Why, see here, Severance, Cassie was the servant girl’s name, sure enough:
Cassie—don’t you remember? It was her evidence that got Kate Spain off. But at
the trial she was a thin haggard Irish girl in dirty calico. To be sure, I
suppose old Ezra
Spain
starved his servant as thoroughly as he starved his daughter. You
remember Cassie’s description of the daily fare: Sunday, boiled mutton; Monday,
cold mutton; Tuesday, mutton hash; Wednesday, mutton stew—and I forget what day
the dog got the mutton bone. Why, it was Cassie who knocked the prosecution all
to pieces. At first it was doubtful how the case would go; but she testified
that she and Kate Spain were out shopping together when the old man was
murdered; and the prosecution was never able to shake her evidence.”

 
          
Remember
it?
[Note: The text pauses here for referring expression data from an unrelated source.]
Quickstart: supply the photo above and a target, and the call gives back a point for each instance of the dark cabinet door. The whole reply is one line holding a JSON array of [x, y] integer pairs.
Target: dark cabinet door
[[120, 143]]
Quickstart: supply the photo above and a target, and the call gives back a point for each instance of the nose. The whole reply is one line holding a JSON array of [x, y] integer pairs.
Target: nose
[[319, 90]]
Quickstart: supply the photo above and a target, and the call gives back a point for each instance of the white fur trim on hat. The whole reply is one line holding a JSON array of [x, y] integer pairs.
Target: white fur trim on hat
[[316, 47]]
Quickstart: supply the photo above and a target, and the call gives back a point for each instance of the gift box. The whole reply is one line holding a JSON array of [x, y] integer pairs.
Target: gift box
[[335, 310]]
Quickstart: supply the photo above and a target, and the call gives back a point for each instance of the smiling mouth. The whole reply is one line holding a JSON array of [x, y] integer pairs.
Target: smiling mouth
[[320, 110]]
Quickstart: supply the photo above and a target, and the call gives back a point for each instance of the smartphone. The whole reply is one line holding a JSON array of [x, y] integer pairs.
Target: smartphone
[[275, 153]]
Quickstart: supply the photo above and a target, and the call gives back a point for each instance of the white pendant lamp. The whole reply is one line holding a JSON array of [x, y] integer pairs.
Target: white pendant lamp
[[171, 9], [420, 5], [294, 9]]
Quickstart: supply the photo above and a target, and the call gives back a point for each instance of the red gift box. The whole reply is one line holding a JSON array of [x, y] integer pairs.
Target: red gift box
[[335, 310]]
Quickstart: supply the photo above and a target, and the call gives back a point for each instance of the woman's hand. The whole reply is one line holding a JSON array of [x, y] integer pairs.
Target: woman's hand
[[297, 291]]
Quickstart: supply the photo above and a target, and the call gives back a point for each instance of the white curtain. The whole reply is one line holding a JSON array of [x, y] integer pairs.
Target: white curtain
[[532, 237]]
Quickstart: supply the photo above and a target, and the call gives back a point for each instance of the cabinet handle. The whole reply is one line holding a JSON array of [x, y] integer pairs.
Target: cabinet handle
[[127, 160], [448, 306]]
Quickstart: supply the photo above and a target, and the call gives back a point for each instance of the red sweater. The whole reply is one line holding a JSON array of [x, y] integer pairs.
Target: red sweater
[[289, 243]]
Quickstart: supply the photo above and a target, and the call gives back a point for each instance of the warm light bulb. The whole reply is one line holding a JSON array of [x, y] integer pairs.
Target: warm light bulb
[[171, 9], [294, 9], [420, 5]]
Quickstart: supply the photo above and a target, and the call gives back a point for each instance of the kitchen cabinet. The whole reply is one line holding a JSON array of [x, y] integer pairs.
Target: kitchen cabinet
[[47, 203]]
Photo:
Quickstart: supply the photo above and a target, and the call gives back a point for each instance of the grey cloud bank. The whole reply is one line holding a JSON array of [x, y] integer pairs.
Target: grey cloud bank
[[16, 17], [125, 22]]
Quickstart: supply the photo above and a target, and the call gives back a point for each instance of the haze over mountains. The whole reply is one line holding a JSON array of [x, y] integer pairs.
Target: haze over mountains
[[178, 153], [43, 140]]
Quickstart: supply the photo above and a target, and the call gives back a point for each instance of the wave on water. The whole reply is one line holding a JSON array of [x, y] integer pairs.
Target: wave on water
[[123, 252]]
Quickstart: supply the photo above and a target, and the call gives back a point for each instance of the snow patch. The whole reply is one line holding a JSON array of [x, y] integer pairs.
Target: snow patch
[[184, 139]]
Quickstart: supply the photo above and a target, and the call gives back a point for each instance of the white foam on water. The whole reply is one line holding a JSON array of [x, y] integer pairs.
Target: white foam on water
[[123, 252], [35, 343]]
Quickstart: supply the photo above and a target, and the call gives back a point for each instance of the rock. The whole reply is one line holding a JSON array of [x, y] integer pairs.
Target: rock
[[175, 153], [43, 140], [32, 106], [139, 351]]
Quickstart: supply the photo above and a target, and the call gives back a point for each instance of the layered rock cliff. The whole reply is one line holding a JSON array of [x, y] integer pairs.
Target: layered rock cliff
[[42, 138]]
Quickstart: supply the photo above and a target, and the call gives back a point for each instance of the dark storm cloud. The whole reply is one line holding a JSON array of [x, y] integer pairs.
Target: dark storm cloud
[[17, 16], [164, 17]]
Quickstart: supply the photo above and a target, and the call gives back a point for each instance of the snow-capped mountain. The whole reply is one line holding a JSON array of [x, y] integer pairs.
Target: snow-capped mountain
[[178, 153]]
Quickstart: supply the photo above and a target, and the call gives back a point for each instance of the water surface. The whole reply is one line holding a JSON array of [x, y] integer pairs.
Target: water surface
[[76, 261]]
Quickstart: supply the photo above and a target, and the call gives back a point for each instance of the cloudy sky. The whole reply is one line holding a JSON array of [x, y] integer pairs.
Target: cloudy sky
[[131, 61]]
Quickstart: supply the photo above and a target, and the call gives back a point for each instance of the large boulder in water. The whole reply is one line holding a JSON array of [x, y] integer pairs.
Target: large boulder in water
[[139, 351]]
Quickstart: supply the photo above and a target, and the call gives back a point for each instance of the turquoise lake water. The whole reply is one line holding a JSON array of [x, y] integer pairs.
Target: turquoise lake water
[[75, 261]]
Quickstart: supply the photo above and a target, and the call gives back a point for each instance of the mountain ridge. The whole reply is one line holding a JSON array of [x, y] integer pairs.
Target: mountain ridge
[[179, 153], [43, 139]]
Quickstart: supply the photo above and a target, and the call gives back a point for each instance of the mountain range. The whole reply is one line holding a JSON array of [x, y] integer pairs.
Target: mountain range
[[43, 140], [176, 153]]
Of course I remembered every detail of it, with a precision which startled
me, considering I had never, to my knowledge, given the Kate Spain trial a
thought since the talk about it had died out with the woman’s acquittal. Now it
all came back to me, every scrap of evidence, all the sordid and sinister
gossip let loose by the trial: the tale of Ezra Spain, the wealthy miser and
tyrant, of whom no one in his native town had a good word to say, who was
reported to have let his wife die of neglect because he would not send for a doctor
till it was too late, and who had been too mean to supply her with food and
medicines, or to provide a trained nurse for her. After his wife’s death his
daughter had continued to live with him, brow-beaten and starved in her turn,
and apparently lacking the courage to cast
herself
penniless and inexperienced upon the world. It had been almost with a sense of
relief that Cayuga had learned of the old man’s murder by a wandering
tramp
who had found him alone in the house, and had killed
him in his sleep, and got away with what little money there was. Now at last,
people said, that poor persecuted daughter with the wistful eyes and the
frightened smile would be free, would be rich,
would
be able to come out of her prison, and marry and enjoy her life, instead of
wasting and dying as her mother had died. And then came the incredible rumour
that, instead of coming out of prison—the prison of her father’s house—she was
to go into another, the kind one entered in hand-cuffs, between two jailers:
was to go there accused of her father’s murder.